6 Jan 2015

Preparation of a Ferrofluid

Lab Experiment

Submitted by Erica Gunn, Simmons College

This lab handout and supplementary materials were developed based on a publication in the Journal of Chemical Education:

Berger, P.; Adelman, N.; Beckman, K.; Campbell, D.; Ellis, A.; Lisensky, G. Preparation and Properties of an Aqueous Ferrofluid. J. Chem. Educ. 1999, 76 (7), 943-48

Students synthesize an aqueous ferrofluid in the magnetite (spinel) structure by mixing solutions of Fe(III) and Fe(II) with ammonia. The magnetite nanoparticles are then coated with surfactant to prevent agglomeration, and students can observe spiking in their ferrofluid. This experiment is a fun way to start out the semester, as it doesn't require a lot of previous knowledge and students get very excited about watching their ferrofluids "dance" with the magnets.

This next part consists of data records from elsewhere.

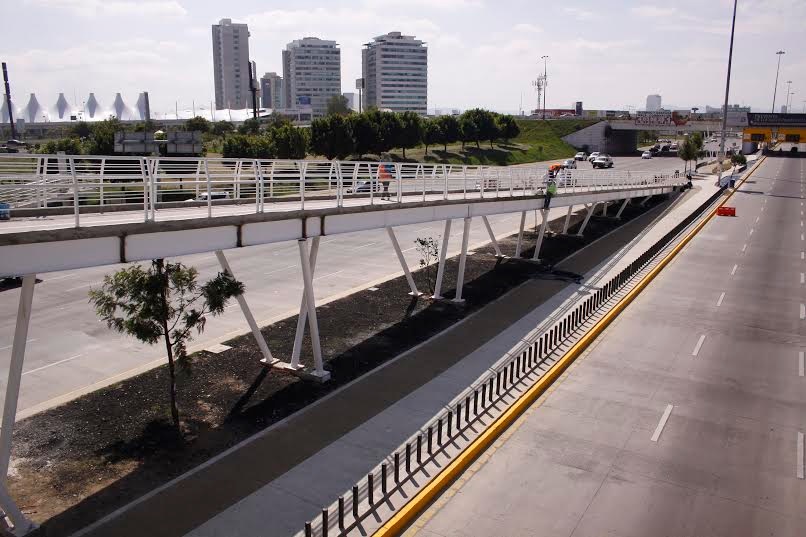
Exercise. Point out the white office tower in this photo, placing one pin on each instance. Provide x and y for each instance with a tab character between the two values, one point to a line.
653	103
231	65
271	91
311	74
395	69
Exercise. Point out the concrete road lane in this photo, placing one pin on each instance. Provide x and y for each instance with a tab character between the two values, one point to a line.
687	416
69	349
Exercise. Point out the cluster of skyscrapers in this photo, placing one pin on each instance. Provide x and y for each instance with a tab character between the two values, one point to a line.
394	73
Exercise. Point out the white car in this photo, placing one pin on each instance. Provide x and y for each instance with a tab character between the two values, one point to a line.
603	161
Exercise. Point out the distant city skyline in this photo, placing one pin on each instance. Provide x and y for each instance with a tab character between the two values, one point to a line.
481	53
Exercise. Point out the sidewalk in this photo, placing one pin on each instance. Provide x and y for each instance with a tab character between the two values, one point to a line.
271	484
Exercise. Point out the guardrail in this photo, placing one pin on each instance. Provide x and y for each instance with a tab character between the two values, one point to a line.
97	183
401	470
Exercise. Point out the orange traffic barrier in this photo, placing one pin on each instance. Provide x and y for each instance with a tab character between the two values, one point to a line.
726	211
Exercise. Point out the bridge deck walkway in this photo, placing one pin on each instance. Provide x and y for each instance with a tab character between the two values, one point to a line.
715	344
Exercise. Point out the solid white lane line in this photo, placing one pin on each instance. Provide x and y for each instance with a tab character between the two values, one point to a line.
51	365
697	347
662	423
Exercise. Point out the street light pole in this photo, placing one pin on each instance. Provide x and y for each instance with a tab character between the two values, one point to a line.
727	95
775	91
545	83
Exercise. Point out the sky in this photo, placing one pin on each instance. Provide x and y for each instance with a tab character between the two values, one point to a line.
483	53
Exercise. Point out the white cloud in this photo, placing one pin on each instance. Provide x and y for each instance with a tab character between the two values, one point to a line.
95	8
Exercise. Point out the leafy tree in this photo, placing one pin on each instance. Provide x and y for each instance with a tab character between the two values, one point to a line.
468	130
102	137
289	142
250	126
508	127
197	123
451	133
81	129
411	130
164	302
365	133
432	133
332	137
221	128
338	105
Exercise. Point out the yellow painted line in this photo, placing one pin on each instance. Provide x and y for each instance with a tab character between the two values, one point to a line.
440	483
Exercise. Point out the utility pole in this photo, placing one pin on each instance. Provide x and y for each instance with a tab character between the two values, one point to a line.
253	89
727	95
775	91
545	83
8	103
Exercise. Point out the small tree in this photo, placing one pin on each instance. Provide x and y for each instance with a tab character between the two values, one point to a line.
432	133
197	123
411	130
162	302
338	105
428	248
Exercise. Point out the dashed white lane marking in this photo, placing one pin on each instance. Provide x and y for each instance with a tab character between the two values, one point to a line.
51	365
698	346
662	423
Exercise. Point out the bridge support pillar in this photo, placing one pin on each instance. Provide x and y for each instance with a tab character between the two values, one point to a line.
446	236
587	219
391	231
520	234
492	237
21	523
319	372
568	219
621	209
460	277
268	359
541	234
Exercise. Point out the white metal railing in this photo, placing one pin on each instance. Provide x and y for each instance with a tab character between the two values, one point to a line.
95	183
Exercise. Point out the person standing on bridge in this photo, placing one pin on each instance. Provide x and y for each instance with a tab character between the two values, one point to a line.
385	176
551	189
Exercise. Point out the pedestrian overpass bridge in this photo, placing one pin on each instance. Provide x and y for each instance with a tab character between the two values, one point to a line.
71	212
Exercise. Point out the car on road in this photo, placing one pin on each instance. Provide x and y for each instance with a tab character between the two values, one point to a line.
603	161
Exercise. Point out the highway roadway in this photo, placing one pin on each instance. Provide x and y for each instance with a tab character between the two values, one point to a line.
686	418
69	350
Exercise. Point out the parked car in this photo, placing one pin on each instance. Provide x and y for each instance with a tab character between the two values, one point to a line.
218	195
603	161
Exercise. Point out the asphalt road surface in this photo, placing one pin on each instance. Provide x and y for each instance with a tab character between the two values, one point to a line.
69	349
687	416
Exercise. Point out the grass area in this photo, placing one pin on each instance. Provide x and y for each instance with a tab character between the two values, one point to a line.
538	141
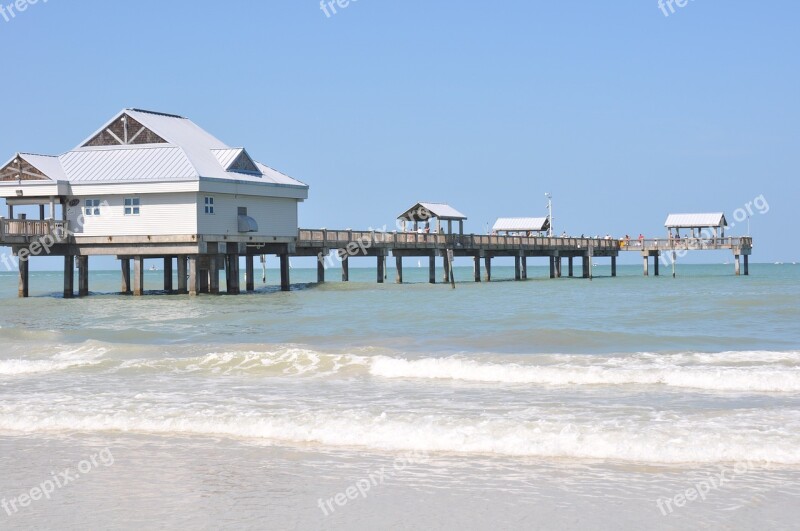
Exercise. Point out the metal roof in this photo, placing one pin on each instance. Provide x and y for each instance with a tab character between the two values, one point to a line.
521	225
689	221
441	211
188	153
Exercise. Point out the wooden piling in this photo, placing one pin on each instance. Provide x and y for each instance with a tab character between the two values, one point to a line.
126	276
168	274
398	265
285	280
194	275
69	276
24	277
183	275
138	276
83	276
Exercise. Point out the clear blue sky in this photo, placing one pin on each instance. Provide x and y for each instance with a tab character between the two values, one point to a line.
623	114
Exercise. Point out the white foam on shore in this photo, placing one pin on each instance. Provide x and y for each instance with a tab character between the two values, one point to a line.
777	372
729	438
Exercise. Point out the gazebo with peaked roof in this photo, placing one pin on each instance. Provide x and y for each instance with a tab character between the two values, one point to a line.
715	222
424	212
527	226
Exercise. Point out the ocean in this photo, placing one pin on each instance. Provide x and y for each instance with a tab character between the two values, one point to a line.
616	403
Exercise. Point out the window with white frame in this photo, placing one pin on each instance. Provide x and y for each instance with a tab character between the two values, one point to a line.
132	205
91	207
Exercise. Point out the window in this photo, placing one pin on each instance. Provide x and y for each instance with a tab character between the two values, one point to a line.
132	205
91	208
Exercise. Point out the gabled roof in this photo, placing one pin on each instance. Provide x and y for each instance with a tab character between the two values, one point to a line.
145	146
521	225
694	221
425	211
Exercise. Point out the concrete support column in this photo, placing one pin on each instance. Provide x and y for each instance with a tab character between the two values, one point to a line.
138	276
249	271
321	267
24	277
381	268
126	276
398	265
194	275
168	274
213	274
69	276
183	275
233	270
83	276
285	280
345	268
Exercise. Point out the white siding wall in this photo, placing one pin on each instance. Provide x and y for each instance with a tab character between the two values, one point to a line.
275	216
160	215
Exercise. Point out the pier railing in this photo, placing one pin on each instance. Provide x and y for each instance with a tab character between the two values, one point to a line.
11	228
686	244
417	240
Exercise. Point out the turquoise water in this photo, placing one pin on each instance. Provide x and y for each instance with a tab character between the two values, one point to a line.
564	401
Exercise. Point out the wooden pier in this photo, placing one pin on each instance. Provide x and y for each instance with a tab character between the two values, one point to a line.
199	260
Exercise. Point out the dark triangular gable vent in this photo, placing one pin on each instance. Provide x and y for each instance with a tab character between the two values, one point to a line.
20	170
125	131
244	163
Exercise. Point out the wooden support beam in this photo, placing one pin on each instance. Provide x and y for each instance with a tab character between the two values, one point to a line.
285	280
381	268
398	265
126	276
249	271
214	262
138	276
83	276
24	277
234	285
345	268
69	276
168	274
183	275
194	275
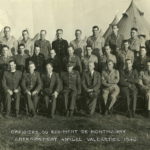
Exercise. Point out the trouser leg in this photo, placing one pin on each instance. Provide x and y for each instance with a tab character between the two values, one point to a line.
35	99
148	100
72	100
91	104
113	96
134	95
17	102
125	94
53	106
66	94
8	103
46	100
105	95
30	104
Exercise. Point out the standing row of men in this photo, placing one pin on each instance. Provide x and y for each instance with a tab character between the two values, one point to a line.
106	68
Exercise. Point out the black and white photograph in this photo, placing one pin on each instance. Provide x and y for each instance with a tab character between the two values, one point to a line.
74	74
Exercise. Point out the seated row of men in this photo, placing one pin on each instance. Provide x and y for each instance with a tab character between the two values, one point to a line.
91	85
81	64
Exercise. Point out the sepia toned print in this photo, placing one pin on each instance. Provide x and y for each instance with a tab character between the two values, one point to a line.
75	75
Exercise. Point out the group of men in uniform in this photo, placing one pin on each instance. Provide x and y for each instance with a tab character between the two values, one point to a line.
90	71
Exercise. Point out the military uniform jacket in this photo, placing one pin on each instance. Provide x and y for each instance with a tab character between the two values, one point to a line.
145	77
31	82
51	84
134	44
45	47
115	41
128	77
11	80
39	61
56	63
110	78
140	63
73	59
71	81
60	46
93	82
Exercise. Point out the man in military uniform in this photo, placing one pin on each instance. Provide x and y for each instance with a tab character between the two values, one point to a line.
55	61
10	41
27	42
11	85
110	79
38	59
147	44
128	80
71	83
134	42
89	57
96	41
21	58
4	59
124	54
144	82
91	82
73	59
78	44
115	39
60	45
105	57
44	44
31	85
51	89
140	61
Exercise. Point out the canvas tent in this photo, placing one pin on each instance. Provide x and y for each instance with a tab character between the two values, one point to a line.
133	17
109	30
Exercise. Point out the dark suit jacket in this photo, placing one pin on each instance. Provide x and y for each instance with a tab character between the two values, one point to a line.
45	47
60	46
115	41
11	80
31	82
52	84
127	78
39	62
95	84
71	81
56	63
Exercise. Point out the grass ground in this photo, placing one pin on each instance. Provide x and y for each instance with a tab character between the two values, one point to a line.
137	131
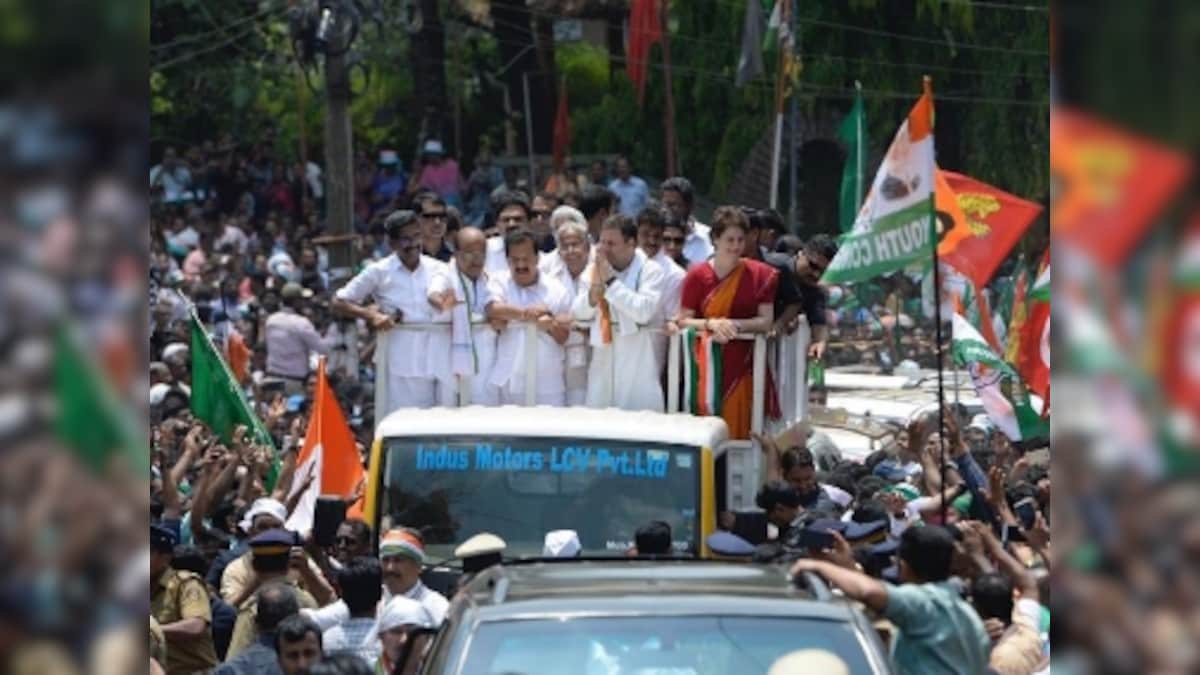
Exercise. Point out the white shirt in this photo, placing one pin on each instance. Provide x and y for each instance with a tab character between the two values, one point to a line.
509	369
497	261
477	296
672	288
624	374
395	287
432	601
697	246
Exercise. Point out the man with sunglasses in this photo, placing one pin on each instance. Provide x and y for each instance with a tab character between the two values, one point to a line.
799	290
399	286
435	219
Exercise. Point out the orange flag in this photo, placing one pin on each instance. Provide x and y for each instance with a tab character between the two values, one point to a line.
987	223
329	455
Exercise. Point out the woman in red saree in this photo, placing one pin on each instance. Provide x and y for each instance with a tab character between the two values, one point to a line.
726	296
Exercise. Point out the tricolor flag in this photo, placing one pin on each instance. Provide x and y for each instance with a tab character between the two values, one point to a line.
895	226
997	384
702	372
329	455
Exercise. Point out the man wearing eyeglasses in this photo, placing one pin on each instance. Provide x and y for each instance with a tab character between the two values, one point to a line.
435	217
799	290
679	197
461	293
399	286
510	210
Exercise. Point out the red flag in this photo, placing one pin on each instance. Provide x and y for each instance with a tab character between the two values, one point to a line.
991	223
645	29
1110	185
329	454
562	129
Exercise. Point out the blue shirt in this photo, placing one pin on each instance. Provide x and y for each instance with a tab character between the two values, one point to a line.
939	632
634	193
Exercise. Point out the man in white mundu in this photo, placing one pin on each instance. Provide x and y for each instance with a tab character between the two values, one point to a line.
400	285
622	300
525	294
461	292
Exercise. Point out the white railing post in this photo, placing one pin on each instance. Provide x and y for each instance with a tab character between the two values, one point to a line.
531	363
803	336
673	354
760	383
381	359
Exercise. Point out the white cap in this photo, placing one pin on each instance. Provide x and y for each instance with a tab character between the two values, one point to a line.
173	348
402	610
264	506
433	147
803	662
562	543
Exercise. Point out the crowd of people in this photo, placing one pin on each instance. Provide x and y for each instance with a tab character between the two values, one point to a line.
450	276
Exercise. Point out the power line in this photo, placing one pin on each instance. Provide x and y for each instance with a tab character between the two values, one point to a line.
997	6
858	29
909	65
223	29
832	91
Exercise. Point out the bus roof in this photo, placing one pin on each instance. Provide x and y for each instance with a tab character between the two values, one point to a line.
607	424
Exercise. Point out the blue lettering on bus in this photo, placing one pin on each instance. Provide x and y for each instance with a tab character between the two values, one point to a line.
569	459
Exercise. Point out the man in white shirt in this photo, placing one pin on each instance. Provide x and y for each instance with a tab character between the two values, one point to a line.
625	287
679	198
510	210
597	204
400	287
172	175
631	190
461	293
567	264
526	294
402	554
651	223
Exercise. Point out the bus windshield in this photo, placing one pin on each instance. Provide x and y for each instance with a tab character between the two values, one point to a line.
521	488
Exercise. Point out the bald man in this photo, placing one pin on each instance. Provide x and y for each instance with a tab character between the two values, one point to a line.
461	296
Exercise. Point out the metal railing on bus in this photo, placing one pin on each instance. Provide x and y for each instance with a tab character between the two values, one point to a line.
787	356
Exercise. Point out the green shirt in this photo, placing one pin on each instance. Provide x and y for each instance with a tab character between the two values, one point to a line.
939	632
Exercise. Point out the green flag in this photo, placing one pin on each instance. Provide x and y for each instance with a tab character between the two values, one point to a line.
217	399
852	133
90	419
997	384
894	228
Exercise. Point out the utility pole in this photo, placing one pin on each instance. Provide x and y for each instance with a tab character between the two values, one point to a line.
339	150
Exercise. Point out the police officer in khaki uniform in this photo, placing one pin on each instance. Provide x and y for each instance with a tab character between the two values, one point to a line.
179	601
270	555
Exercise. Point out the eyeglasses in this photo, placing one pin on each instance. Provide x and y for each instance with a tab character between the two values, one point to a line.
815	266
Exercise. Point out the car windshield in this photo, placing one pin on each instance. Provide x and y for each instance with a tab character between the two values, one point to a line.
521	488
655	645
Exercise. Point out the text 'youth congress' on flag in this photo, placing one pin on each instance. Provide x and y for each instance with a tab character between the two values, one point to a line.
895	226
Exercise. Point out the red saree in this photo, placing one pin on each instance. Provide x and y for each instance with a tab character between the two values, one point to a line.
737	296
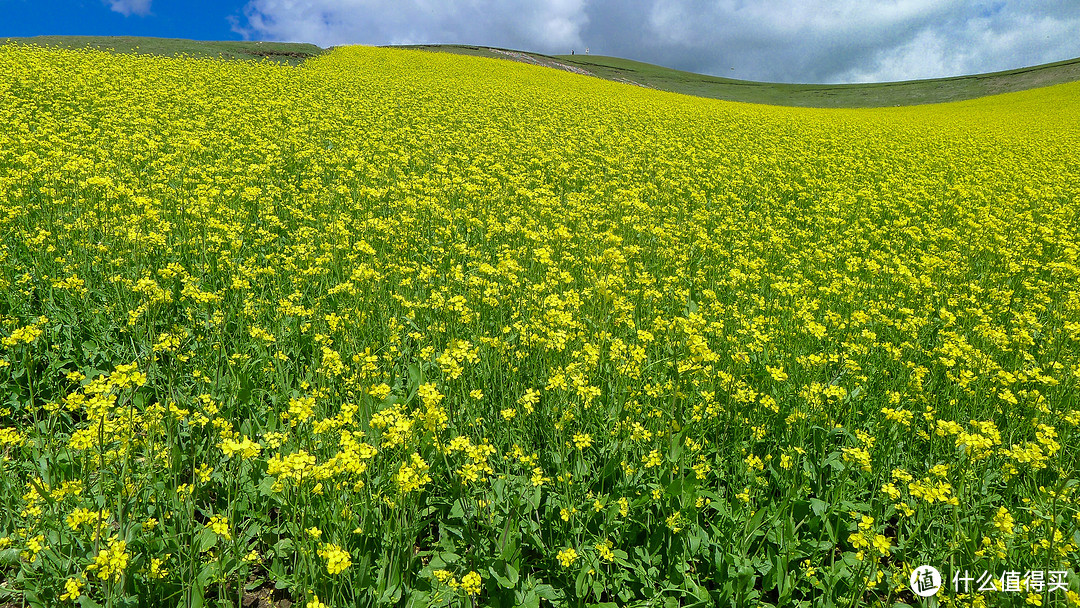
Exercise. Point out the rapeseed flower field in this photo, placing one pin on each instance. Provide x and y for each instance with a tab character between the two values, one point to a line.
417	329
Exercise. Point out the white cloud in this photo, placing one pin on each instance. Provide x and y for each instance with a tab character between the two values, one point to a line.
129	8
779	40
540	25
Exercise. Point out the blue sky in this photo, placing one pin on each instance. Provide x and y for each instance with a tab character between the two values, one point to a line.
766	40
200	19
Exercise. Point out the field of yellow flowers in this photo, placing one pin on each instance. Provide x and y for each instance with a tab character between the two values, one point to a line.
405	328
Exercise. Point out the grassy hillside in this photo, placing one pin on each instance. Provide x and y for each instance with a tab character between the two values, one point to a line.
281	52
629	71
407	328
808	95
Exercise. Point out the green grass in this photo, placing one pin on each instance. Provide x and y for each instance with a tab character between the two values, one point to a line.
291	53
907	93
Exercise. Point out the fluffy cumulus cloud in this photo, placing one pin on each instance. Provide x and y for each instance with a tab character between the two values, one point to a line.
781	40
540	25
129	8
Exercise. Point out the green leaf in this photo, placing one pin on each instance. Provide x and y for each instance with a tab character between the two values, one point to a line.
9	556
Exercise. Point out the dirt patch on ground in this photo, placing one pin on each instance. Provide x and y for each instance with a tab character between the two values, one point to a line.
525	57
267	597
279	54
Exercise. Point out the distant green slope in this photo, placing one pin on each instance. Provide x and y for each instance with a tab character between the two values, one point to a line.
906	93
282	52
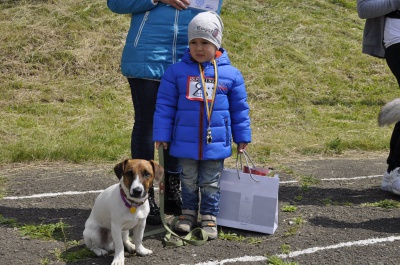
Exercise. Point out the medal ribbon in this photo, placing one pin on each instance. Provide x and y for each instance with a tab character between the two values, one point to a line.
209	108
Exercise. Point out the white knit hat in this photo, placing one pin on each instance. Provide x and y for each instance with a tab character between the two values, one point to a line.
206	25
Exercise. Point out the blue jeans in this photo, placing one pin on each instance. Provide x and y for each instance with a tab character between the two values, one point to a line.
392	56
200	179
144	97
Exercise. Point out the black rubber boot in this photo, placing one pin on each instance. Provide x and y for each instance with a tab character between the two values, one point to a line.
173	195
154	217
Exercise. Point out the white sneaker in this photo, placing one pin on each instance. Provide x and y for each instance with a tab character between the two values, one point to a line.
391	181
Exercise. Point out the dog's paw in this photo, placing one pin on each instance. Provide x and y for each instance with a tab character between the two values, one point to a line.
142	251
118	262
129	246
99	251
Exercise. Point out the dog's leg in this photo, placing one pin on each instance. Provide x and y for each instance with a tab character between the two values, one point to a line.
127	243
138	232
119	258
92	237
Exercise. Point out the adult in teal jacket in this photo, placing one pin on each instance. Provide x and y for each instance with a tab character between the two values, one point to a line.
157	38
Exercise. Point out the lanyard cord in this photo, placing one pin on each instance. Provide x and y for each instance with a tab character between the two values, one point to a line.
209	108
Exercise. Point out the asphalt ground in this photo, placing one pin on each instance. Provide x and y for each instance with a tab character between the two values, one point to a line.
335	221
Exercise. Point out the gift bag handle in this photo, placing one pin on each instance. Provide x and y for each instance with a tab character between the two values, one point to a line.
247	158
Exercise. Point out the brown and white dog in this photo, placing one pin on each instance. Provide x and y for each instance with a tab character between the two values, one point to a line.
121	207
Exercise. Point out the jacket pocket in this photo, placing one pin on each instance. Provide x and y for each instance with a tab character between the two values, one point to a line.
141	28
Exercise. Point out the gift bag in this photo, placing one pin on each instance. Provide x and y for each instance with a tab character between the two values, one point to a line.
249	201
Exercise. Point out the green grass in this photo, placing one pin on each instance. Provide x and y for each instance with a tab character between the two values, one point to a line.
311	91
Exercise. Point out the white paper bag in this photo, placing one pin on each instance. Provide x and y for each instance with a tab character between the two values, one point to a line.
248	204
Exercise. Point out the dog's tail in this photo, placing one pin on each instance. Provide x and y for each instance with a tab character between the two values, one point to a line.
390	113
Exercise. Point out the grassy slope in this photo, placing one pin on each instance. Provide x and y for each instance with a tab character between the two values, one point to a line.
311	91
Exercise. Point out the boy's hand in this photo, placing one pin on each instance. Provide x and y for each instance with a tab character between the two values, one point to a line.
164	144
241	147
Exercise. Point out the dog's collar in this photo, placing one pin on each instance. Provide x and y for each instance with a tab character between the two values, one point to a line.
129	203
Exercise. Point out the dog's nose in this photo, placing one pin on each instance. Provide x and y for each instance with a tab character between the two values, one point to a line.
137	192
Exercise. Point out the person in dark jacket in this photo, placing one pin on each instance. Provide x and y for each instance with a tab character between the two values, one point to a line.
201	108
157	38
381	39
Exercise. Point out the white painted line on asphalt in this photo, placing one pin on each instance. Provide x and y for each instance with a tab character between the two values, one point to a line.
365	242
304	251
43	195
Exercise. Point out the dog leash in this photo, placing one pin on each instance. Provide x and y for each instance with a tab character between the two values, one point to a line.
195	237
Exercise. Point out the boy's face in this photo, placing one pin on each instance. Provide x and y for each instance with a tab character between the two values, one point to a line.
202	50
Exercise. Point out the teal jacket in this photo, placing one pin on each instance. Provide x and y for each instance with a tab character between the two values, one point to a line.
157	37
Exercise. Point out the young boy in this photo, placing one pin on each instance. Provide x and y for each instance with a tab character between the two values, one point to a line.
201	107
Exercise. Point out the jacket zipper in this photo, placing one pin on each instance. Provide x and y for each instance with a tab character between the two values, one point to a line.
201	131
141	28
175	36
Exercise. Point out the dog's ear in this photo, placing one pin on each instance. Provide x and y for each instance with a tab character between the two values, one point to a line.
119	169
158	170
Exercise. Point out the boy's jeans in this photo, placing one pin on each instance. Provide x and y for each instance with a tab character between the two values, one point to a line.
203	175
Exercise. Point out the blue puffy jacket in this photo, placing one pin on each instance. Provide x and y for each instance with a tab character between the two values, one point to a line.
156	39
183	122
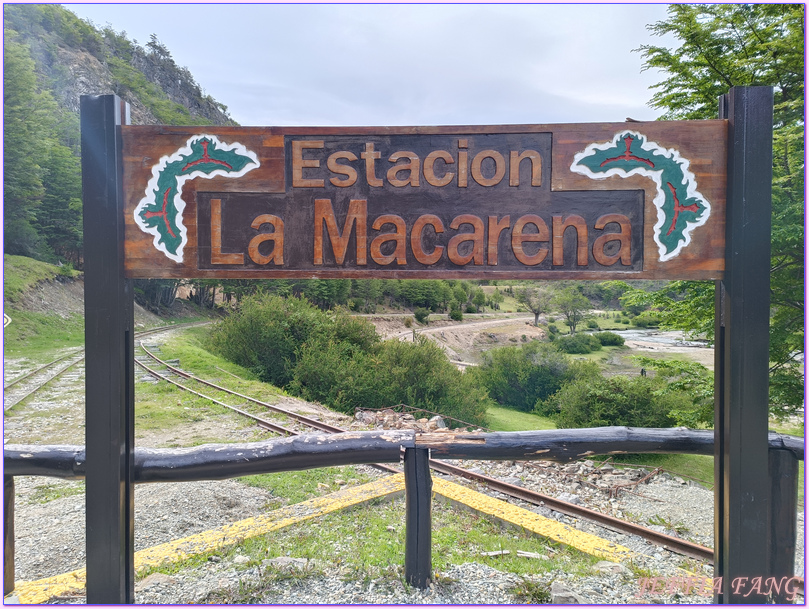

It also serves as a memorable example of magnetic properties that can be attributed to unpaired electron spins in a crystal structure, which leads nicely into a materials science component of an inorganic course.

Learning Goals: 

Students will:

Practice wet lab skills, including: use of volumetric pipet, buret, vacuum trap apparatus, handling of acids and bases

Gain hands-on experience synthesizing magnetic nanoparticles

Play with a memorable example of magnetic properties determined by unpaired electrons and crystal structure



Equipment needs: 

See prep instructions for a full list of all chemicals and equipment required (quantities calculated for a 12-student lab, working individually). 

Implementation Notes: 

See instructor notes document.

We had 4 hours for this lab experiment, but most students were done early. Could probably be done in a shorter period if necessary (easily in 3 hours, possibly in 2). 

Time Required: 
4 hours
Evaluation Methods: 

Lab notebooks were collected and graded for all students. In addition to a condensed introduction and thorough lab procedure/observations section, students analyzed their x-ray data and submitted calculated particle sizes for their ferrofluids. They compared their measured particle size and rates of ammonia addition with the rest of the class via GoogleDrive. Each student wrote a short conclusion and discussion of experimental error and answered the postlab questions. 

Evaluation Results: 

Students calculated reasonable particle sizes based on their x-ray data (we had planned to verify their measurements by SEM, but had instrument difficulties and were unable to do so), and made clear observations of their lab procedure. Most students were very excited to play with the ferrofluids and to use a new laboratory technique (XRD) to measure their samples, and comparing their data with the class results added an extra level of interest to the experiment. 

Creative Commons License: 
Creative Commons Licence


At the spring ACS meeting in San Diego (2016), George Lisensky talked about the great video lab manual MRSEC has created. There are two ferrofluid videos: http://education.mrsec.wisc.edu/285.htm and http://education.mrsec.wisc.edu/286.htm.

The procedures worked well. But the fluid gave blobs rather than spikes under an external magnetic field.